Jagged Little Pill

An adaptation of Alanis Morrissette's 1995 juggernaut album of the same name, Jagged Little Pill weaves together a familial story to capture some of the themes of this seminal soundtrack.


A Christmas letter is the framing device for the storyline, introducing us to the Healy family – an apparently well-off family unit, who are revealed to have underlying struggles with trauma, relationships and identity.


While Diablo Cody's book is certainly stronger than that other contemporary album-to-musical, American Idiot, ultimately it falls a bit flat, seemingly keen to capture many contemporary societal issues but in doing so errs on theatre-in-education rather than a mainstream musical. Given the strength of Morrisette's lyrics, bookending script work seems clunky and unnecessary. While watching it’s hard to not compare to the shows that have done this better, such as Next to Normal and Dear Evan Hansen.


A stellar cast of dynamic performers work with what they’re given, delivering some brilliant performances. At the helm is Natalie Bassingthwaighte as Mary Jane, in a career defining performance. Bassingthwaighte pushes beyond the stereotypical writing of the ‘damaged Mum’ character, commanding attention with her powerhouse vocals and delightful rapport with her onstage family.


Book-wise, the interesting character of Jo gets a raw deal with some sketchy dialogue and a notable absence for a decent part of the show. Jo is, however, rewarded with the best song of the night – You Oughta Know – and Maggie McKenna does not disappoint. Their vocals, grunt and sheer intensity is utterly thrilling and rarely seen on the musical theatre stage. It’s worth seeing the show just to hear McKenna belt.

The standout here is Emily Nkomo, who makes an extraordinary musical theatre debut as Frankie – you simply cannot take your eyes off her.
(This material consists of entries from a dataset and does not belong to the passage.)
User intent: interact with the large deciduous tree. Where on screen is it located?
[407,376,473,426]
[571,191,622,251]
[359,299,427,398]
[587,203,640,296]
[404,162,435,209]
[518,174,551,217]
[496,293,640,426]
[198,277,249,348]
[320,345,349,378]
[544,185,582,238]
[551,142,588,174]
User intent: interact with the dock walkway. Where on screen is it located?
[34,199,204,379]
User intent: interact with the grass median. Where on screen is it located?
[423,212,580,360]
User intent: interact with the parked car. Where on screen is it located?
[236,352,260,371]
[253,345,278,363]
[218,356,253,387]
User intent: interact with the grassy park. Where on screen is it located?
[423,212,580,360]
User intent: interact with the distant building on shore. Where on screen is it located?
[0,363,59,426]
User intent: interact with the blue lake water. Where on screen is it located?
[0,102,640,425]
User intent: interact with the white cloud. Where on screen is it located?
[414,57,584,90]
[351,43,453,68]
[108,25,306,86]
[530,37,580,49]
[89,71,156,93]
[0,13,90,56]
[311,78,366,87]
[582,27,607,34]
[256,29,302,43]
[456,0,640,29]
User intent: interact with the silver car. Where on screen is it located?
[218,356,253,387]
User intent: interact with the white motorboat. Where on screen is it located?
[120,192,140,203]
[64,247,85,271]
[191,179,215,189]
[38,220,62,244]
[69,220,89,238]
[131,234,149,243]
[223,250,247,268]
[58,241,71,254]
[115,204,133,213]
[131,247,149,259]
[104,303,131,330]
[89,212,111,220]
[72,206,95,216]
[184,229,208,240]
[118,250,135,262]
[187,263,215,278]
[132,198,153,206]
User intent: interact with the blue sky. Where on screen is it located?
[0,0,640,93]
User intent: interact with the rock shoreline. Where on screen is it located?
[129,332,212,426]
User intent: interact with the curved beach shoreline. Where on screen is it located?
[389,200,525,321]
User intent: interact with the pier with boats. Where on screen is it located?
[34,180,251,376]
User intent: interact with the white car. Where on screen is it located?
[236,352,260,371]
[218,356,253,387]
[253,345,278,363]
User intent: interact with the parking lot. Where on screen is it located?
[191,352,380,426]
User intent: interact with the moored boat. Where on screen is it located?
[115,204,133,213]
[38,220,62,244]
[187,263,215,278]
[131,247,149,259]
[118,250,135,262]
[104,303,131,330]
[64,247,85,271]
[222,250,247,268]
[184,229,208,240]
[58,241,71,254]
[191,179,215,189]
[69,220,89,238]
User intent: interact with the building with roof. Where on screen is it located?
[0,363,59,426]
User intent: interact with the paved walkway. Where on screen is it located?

Portraying a role that carries the weight of the show’s frequent woke messages, Nkomo’s endearing characterisation and killer voice draws you in.


The young ensemble sound incredible, particularly supporting Bassingthwaighte in the act one closer, Forgiven. They beautifully execute Sidi Larbi Cherkaoui’s thrilling contemporary choreography, in a style that hereafter must be named after the show itself. Raw, visceral movements bring alive a multitude of settings and is a breath of fresh air on the musical theatre stage.


Peter Rutherford’s nine-piece rock band make magic, Morissette fans will not be disappointed by Tom Kitt’s arrangements, as well as the new songs written especially for the musical.

Jagged Little Pill is good to look at, with clean design and just the right amount of rock concert chaos. Riccardo Hernandez’s scenic design is as slick and versatile as you’d expect from a contemporary show, supported by Lucy Mackinnon’s video design which functions as backdrops and supporting imagery.


While the weaknesses in the book cannot be overlooked, Jagged Little Pill’s exciting Australian team and Morissette’s incredible songs make it a welcome addition to the Melbourne scene. Theatre is back!

 

The Melbourne season of Jagged Little Pill will play Melbourne’s Comedy Theatre through to the end of March. The production will move to Perth’s Crown Theatre from May 14th and due to demand will triumphantly return to Theatre Royal Sydney from July 9th 2022.